At the WAG Brevet Intercontinental Course in December, the judges were shown videos of former Soviet gymnast Oksana Omelianchik. The judges were informed that Omelianchik had perfect artistry, her beam routines flowed as if she were performing on floor. …
Click PLAY or watch it on YouTube.







11 comments ↓
Does anyone think that it is possible to define artistry? My mother loves Gabby’s floor routine and thinks it shows a good modern playful dance styles, but I know there are some who think it isn’t classical enough or whatever– it’s hard to get everyone to agree on that.
I don’t think artistry is always about being classical… For me artistry is a lot about the little touches. A truly artistic gymnast, to me, feels the choreography. It’s the head movements, the extension right through to the finger tips, little flourishes. Omelianchik’s routines were performances rather than routines. It is hard to define I guess, but I know it when I see it!
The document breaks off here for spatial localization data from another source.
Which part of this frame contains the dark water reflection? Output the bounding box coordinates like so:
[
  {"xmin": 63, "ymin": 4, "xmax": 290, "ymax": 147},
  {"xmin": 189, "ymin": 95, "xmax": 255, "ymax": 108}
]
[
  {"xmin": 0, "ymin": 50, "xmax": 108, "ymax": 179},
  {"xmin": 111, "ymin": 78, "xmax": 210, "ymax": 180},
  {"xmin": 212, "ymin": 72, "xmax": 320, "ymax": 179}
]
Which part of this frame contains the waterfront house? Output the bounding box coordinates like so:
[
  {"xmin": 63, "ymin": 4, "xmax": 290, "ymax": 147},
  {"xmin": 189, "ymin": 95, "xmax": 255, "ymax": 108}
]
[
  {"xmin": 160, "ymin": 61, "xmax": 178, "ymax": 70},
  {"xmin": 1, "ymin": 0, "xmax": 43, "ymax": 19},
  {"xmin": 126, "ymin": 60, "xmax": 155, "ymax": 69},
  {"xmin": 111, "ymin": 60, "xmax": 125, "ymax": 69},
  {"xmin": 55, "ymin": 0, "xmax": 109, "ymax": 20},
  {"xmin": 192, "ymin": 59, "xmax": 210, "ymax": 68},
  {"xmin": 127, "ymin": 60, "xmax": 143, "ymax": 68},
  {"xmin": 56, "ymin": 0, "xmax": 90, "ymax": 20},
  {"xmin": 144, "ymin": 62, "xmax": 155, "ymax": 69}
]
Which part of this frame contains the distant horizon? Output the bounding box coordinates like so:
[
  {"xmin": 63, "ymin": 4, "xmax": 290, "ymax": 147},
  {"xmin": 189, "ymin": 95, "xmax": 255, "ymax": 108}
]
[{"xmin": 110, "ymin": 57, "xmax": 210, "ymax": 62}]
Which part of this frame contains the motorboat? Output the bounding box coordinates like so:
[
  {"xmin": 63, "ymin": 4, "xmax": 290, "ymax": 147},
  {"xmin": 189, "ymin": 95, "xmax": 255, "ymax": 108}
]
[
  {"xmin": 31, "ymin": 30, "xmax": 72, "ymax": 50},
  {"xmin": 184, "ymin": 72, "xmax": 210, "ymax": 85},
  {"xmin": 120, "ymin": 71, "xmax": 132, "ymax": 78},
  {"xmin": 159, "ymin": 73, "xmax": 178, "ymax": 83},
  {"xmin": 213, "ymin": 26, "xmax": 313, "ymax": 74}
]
“Does anyone think that it is possible to define artistry?” It’s possible, but everyone seems to have his or her own definition.
Marcel Duchamp did a pretty good job of articulating what Crytal J is discussing:
““The creative act is not performed by the artist alone; the spectator brings the work in contact with the external world by deciphering and interpreting its inner qualifications and thus adds his contribution to the creative act.”
I actually quite liked that beam routine, normally beam is as boring as bat shit. Too many crappy leaps and pointless arm wiggling. But putting too much emphasis on artistry in the score is difficult and dangerous. Art by its nature is subjective and having too much emphasis really opens the door for cheating by the judges.
Gabby has no artistry in her floor routine. She looks like a fish flopping around out of water. She is stiff and has no flow to her movements.
Artistry isn’t about classic music. Its about flow , V and connection to the music. Gabby has none of that.
I’m with Jenny. Gabby’s FX in 2012 was *awful* – bad choreography and bad performance combined.
But back to the subject of artistry on BB – while I wouldn’t refer to “cheating” by judges as a given (not like the old old days of “general impression”) I would say that the difficulty of interpreting what is meant by “beam artistry” is a real problem. And IMHO Omeliantchik doesn’t really help answer it.
I think one of the worst artistic effects is allowing false connections. the front to back stuff. The flip, circle arms, flip again stuff. Really just truly connected rebounding or stepping skills (as on floor) should be allowed. It would really be fine, people. Make connection something special. It is OK if it is rarer.
as Komachi deftly notes thru the Duchamp quote, the audience should be a willing participant in the artistic act. BUT it needs to start with the artist, or in the case of gymnastics and dance, at least the choreographer first – there needs to be a someone’s POV (point of view) on display. On beam, this is most obvious, in routines like this one from the Golden Age, in skill selection, tailoring of skill placement and basic body movement to the INDIVIDUAL quality of the movement, said gymnast’s basic conditioning and body development in relationship to recognized norms, and on beam, most importantly phrasing of skill groupings and RHYTHM. Without phrasing and rhythm, beam becomes a bland recitation of the COP, which is what we have now in almost every elite beam set in captivity.
And it’s worth repeating that a slavish focus on “objectivity” is what has lead WAG to it’s current sorry state (with MAG not so far behind). This sport needs a huge injection of subjectivity – STAT!
Eff subjectivity. Sport has a HUGE history of score cheating (maybe not all rooted out yet). Don’t open the door to the thieves.